Television has been in a golden age for almost 20 years. Advancements in technology and a larger demand for high-quality entertainment have been the catalyst for a major wave of content creation. In 2002, there were 182 shows that were on the air. In 2016, that number has increased to 455 original scripted shows and that number is only expected to get higher.
This increase in content has been felt in every phase of production. Writers looking for long-term gigs and extended stories to tell have flocked to television. Esteemed actors who previously refused to do television are now drawn to prestigious productions with HBO, AMC, and Netflix.
Given the number of candidates vying for high-profile television roles, making casting decisions is, to say the least, a daunting task.

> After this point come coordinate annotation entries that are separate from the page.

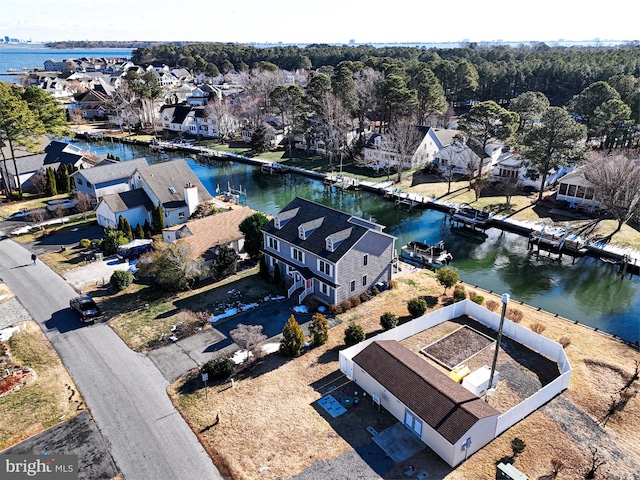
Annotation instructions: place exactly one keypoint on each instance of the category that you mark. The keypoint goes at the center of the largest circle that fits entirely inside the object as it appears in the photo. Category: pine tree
(52, 188)
(148, 231)
(157, 217)
(63, 182)
(292, 338)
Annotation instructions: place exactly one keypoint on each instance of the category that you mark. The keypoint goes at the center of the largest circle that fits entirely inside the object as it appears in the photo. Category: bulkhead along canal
(583, 289)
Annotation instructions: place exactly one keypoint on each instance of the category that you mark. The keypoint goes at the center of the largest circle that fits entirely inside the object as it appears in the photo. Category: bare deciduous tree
(596, 463)
(616, 180)
(39, 182)
(248, 337)
(402, 139)
(83, 204)
(223, 117)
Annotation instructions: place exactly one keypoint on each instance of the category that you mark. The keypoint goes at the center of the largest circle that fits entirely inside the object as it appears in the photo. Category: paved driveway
(178, 358)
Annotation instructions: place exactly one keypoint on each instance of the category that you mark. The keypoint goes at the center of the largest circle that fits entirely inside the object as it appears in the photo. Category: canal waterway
(583, 289)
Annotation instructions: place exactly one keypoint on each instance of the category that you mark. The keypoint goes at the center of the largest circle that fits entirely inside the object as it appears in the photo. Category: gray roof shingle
(301, 211)
(445, 405)
(111, 171)
(168, 177)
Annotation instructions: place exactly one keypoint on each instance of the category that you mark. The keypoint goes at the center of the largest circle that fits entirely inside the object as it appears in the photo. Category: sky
(318, 21)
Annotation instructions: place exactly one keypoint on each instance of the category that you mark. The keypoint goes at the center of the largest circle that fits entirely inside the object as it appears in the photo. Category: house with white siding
(326, 253)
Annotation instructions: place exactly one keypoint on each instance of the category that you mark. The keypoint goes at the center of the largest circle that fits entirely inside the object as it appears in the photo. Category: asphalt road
(125, 392)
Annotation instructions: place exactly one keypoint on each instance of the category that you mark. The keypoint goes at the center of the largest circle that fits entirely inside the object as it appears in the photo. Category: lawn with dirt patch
(45, 396)
(146, 318)
(271, 417)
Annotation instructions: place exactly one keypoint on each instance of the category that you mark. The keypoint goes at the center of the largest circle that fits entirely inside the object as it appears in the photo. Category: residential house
(326, 253)
(174, 116)
(55, 154)
(514, 169)
(106, 179)
(205, 235)
(577, 191)
(91, 104)
(451, 419)
(465, 157)
(432, 140)
(173, 185)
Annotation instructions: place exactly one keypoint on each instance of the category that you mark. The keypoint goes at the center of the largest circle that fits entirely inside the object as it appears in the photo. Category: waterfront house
(326, 253)
(205, 235)
(577, 191)
(106, 178)
(380, 155)
(173, 185)
(465, 157)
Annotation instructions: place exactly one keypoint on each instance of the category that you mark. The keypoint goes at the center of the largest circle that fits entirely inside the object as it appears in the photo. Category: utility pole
(505, 301)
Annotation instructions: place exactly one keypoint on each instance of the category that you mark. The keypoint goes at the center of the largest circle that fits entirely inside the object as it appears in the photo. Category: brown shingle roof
(219, 229)
(446, 406)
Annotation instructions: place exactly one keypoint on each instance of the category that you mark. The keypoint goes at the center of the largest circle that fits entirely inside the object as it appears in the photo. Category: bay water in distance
(583, 289)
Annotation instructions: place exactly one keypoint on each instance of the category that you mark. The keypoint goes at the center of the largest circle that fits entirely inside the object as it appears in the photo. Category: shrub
(388, 321)
(514, 315)
(459, 294)
(447, 277)
(335, 309)
(417, 306)
(292, 338)
(319, 329)
(564, 341)
(492, 305)
(121, 279)
(353, 334)
(479, 299)
(517, 446)
(538, 327)
(221, 368)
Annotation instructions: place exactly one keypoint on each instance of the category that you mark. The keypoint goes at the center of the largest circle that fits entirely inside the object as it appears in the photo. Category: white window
(325, 267)
(297, 255)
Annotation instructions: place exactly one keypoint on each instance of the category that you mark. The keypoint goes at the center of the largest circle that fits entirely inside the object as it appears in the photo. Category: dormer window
(307, 228)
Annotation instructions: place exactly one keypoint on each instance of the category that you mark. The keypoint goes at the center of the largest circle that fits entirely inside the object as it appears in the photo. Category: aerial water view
(292, 241)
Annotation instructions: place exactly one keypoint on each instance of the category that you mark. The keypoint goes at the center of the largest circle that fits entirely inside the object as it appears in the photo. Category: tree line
(496, 73)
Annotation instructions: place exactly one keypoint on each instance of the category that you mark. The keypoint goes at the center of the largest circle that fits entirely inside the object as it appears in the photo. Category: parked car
(133, 250)
(86, 307)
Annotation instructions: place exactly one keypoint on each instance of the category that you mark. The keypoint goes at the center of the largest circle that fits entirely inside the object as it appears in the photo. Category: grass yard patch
(49, 395)
(169, 315)
(271, 417)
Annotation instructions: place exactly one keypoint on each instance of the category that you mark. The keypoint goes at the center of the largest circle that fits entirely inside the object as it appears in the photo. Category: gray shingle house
(326, 253)
(107, 178)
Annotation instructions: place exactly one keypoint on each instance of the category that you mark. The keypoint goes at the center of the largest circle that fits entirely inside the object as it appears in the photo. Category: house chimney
(191, 197)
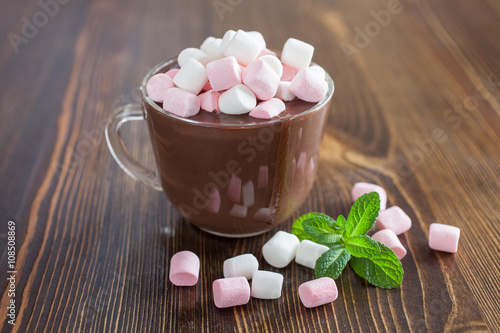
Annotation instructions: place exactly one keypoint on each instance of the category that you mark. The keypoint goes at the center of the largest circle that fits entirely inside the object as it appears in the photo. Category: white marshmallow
(243, 47)
(243, 265)
(297, 54)
(237, 100)
(258, 37)
(308, 252)
(284, 92)
(191, 77)
(274, 62)
(280, 250)
(194, 53)
(266, 285)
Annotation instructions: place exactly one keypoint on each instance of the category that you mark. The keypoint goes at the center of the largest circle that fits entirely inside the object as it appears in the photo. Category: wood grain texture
(416, 110)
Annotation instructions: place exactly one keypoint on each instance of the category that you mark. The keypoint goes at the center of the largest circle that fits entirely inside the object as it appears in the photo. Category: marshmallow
(308, 252)
(158, 85)
(297, 53)
(258, 37)
(231, 292)
(224, 73)
(242, 265)
(308, 86)
(266, 285)
(248, 194)
(393, 218)
(268, 109)
(184, 268)
(237, 100)
(261, 79)
(192, 53)
(274, 62)
(172, 72)
(288, 73)
(362, 188)
(181, 103)
(209, 101)
(280, 250)
(283, 92)
(191, 77)
(318, 292)
(243, 47)
(443, 237)
(389, 238)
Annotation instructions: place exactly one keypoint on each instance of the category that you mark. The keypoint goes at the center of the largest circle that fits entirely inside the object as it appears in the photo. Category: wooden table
(416, 110)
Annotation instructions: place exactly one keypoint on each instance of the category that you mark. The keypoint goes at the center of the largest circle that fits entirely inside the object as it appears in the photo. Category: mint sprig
(348, 242)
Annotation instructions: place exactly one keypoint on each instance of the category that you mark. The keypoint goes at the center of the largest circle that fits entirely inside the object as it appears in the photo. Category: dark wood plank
(93, 246)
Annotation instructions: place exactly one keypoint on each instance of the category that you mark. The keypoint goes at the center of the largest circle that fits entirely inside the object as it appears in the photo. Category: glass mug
(235, 178)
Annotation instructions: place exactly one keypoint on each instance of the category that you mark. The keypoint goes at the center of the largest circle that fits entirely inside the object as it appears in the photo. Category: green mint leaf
(332, 262)
(383, 270)
(319, 220)
(363, 215)
(362, 246)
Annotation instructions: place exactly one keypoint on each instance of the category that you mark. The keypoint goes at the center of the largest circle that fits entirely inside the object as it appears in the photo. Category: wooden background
(416, 110)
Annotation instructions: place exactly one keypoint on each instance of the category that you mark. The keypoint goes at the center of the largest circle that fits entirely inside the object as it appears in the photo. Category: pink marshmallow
(181, 103)
(288, 73)
(268, 109)
(230, 292)
(318, 292)
(362, 188)
(209, 101)
(308, 86)
(443, 237)
(184, 268)
(389, 239)
(224, 73)
(172, 72)
(158, 85)
(261, 79)
(393, 218)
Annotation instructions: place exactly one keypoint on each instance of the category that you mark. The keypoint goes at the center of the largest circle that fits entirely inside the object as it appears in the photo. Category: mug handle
(120, 153)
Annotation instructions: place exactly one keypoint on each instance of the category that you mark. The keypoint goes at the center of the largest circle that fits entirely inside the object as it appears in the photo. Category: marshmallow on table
(261, 79)
(389, 239)
(443, 237)
(308, 252)
(318, 292)
(280, 250)
(231, 292)
(237, 100)
(361, 188)
(242, 265)
(266, 285)
(297, 54)
(243, 47)
(158, 85)
(191, 77)
(224, 73)
(393, 218)
(184, 268)
(209, 101)
(192, 53)
(283, 92)
(268, 109)
(308, 86)
(181, 103)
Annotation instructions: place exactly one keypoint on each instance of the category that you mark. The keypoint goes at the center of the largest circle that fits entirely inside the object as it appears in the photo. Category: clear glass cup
(236, 178)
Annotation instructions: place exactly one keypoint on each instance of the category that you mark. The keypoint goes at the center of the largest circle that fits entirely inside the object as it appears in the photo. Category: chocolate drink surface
(237, 175)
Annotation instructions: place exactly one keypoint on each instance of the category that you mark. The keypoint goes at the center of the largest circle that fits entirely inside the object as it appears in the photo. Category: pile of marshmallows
(234, 289)
(239, 75)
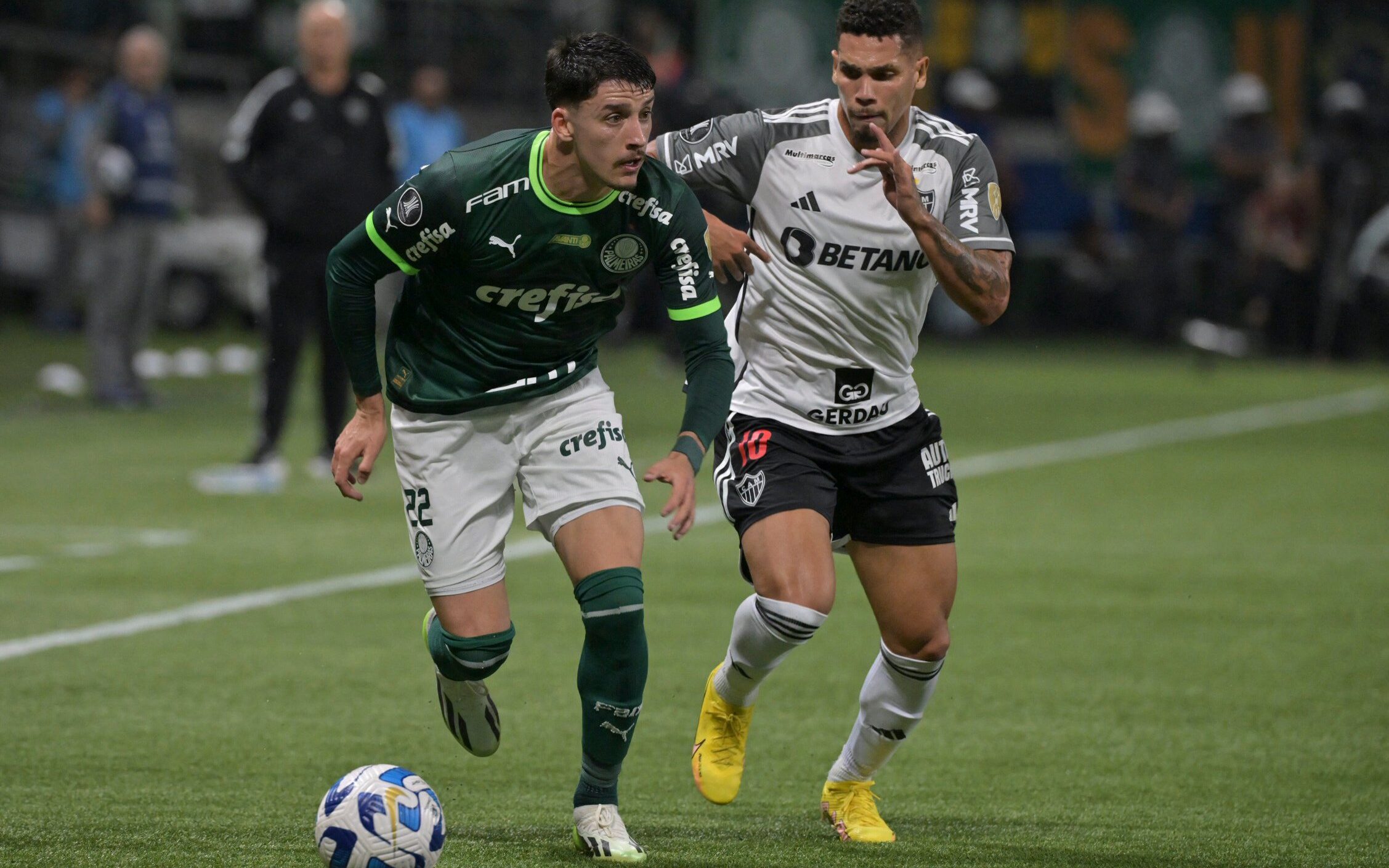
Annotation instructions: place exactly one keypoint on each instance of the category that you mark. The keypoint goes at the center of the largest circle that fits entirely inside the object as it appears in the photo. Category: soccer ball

Television casting directors are looking for actors who will be reliable for multiple years, while also meeting the showrunner's criteria. It’s a difficult assignment, but when it works the result is years of financial and artistic success.
Some of the greatest shows ever made are the result of phenomenal casting, but these shows almost dropped the ball before a single episode was even shot.
Here are the 15 Great TV Shows That Were Almost Ruined By Terrible Casting.
15 Pamela Anderson as Scully in The X-Files
When the show was originally approved, no one could have predicted that The X-Files would amass a huge cult fanbase and run for 11 seasons. In an effort to boost the show’s appeal, the studio executives wanted to cast Pamela Anderson as Agent Scully.
“They were looking for someone, bustier, taller, leggier than me,” Gillian Anderson told Metro in 2008. “[Pamela Anderson] was somebody who was more familiar to them in terms of what was on TV at the time. They couldn’t fathom how David and me could equal success”.
Thankfully, showrunner Chris Carter ultimately got Gillian Anderson the part. “Chris stuck to his guns,” said Gillian. “Really, though, at the beginning, nobody trusted that I could do anything. I had no body of work behind me at all and certainly, Fox felt very strongly that I wasn’t the right person for the job.”
14 Michael Richards as Monk in Monk
As Seinfeld started to wind down in 1998, the studio executives started to search for ideas that they could build around the show’s former stars. In an attempt to land Michael Richards, Disney started to develop a Clouseau-style, bumbling detective story for the actor.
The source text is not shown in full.